Los días de fuertes lluvias también hacían que el arroz de los campesinos, después de la trilla, sin sol para secarse, se quedara en el porche cubriendo toda la casa. La casa de mi familia estaba cubierta de arroz húmedo, con un olor a humedad. Recuerdo a mi madre inquieta, observando en silencio la lluvia sin cesar. Suspiraba, encendía el ventilador para que girara uniformemente por toda la casa, y con sus manos ásperas volteaba con cuidado cada capa de arroz para secarlo. Observaba en silencio cómo cada gota de sudor de mi madre caía sobre el arroz, como si lo impregnara con el sabor salado de la tierra, de la lluvia, de toda una vida de duro trabajo. En aquel entonces, yo era pequeño, no comprendía del todo las preocupaciones de mi madre, pero ahora, al recordar su mirada, sé que la lluvia, para ella y para el campesino, es una prueba de paciencia y amor.
Durante varios días llovió torrencialmente; el caminito que unía la orilla del río con mi casa estaba inundado hasta las rodillas. Sin pensar en la preocupación de los adultos por si el arroz crecía demasiado, los niños salíamos a la calle sin camiseta a bañarnos bajo la lluvia y a vadear el agua. El camino inundado resonaba con risas. Mi primo llevaba una caña de pescar con cebo para ranas. Cada vez que pescaba una rana grande y gorda, gritábamos alegremente: «¡Croac, um, um! ¡El estanque está lleno de agua!».
Ahora, las lluvias de verano siguen llegando, pero los niños de antaño ya no se bañan bajo la lluvia, ni nadie grita: «¡Mamá, está lloviendo!». Solo yo, cada vez que llueve, me quedo junto al porche de la vieja casa, observando la lluvia en silencio y susurrando a recuerdos inocentes y despreocupados.

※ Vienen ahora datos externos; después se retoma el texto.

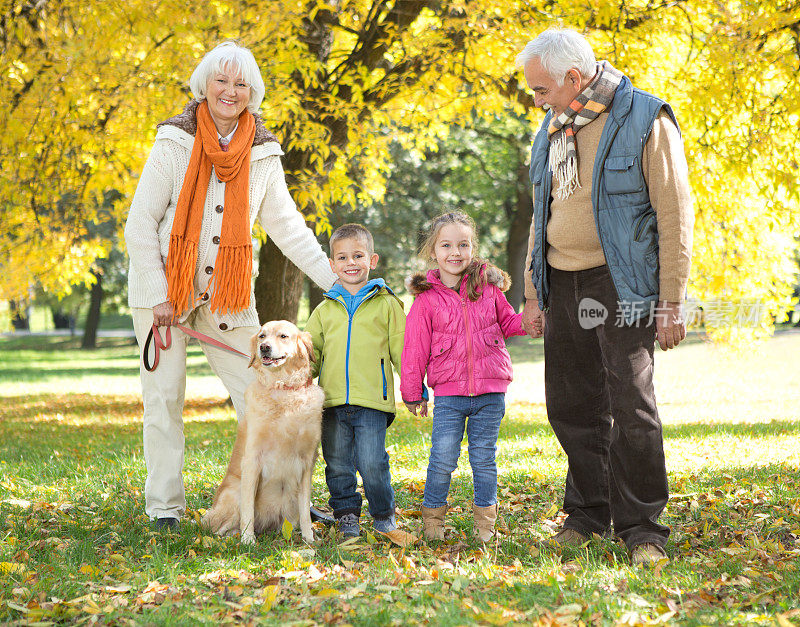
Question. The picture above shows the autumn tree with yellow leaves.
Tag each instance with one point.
(85, 82)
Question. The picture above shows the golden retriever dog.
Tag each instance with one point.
(269, 476)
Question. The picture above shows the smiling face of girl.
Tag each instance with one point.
(453, 252)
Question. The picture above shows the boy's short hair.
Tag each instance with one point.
(353, 231)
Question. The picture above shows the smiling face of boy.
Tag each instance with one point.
(351, 260)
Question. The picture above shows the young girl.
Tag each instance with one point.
(455, 334)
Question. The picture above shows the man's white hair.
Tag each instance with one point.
(559, 51)
(232, 57)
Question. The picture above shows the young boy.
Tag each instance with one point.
(357, 332)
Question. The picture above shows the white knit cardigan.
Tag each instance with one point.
(147, 230)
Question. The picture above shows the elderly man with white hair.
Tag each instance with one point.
(610, 252)
(212, 171)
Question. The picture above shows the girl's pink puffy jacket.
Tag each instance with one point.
(459, 343)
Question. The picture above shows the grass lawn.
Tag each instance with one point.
(75, 546)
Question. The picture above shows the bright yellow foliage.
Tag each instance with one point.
(83, 84)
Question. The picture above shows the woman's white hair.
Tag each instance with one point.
(559, 51)
(229, 56)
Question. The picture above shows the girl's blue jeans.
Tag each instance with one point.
(482, 415)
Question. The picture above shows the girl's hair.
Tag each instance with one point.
(475, 278)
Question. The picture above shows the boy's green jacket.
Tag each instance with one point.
(354, 352)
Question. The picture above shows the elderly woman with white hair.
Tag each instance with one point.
(212, 171)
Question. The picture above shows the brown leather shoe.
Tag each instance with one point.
(648, 555)
(569, 537)
(433, 522)
(485, 518)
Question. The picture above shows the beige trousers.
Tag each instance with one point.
(163, 393)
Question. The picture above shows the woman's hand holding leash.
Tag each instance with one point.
(422, 405)
(164, 315)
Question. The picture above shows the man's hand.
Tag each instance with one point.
(533, 318)
(670, 325)
(422, 405)
(164, 315)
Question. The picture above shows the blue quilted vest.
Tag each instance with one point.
(625, 219)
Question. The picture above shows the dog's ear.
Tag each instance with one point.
(254, 349)
(305, 345)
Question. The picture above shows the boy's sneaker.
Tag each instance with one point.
(348, 525)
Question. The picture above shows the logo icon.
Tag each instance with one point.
(591, 313)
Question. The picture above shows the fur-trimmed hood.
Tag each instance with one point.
(421, 281)
(187, 122)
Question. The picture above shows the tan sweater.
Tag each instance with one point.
(152, 211)
(573, 242)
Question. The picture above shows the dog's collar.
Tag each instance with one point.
(280, 385)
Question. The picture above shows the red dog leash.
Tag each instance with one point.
(158, 345)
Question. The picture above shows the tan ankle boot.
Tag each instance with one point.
(484, 517)
(433, 522)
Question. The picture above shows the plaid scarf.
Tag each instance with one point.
(587, 105)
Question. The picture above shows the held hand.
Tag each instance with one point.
(670, 325)
(422, 405)
(163, 315)
(533, 319)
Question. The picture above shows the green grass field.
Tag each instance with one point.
(75, 546)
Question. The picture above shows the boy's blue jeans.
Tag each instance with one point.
(450, 413)
(354, 439)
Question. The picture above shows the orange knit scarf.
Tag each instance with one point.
(233, 268)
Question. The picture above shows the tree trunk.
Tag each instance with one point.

Me doy cuenta de que el sonido más vibrante de mi infancia no son las risas durante el chaparrón, sino el de las escobas de mi madre y mi hermana barriendo apresuradamente cada grano de arroz. Ese sonido, apresurado, apresurado, preocupado, pero extrañamente cálido. En el murmullo de la lluvia, escucho los suspiros de mi madre ahogados en el estruendo de antaño, veo claramente cada gota de su sudor cayendo silenciosamente sobre los granos de arroz germinados.
Toda lluvia finalmente cesará, pero el sonido de mi madre barriendo el arroz bajo la lluvia aún resuena en mí. El susurro de la escoba en el pasado no solo despierta recuerdos, sino que también graba profundamente en mi alma una verdad sencilla pero sagrada: la mayor cosecha de la vida no se encuentra en los campos, sino en el amor que brota de las preocupaciones y se torna dorado por las silenciosas dificultades de la vida de mi madre. Fueron los sonidos de aquella tormenta los que me enseñaron que hay dificultades que no vienen a destruir, sino a proteger y nutrir lo más preciado para que permanezca verde para siempre.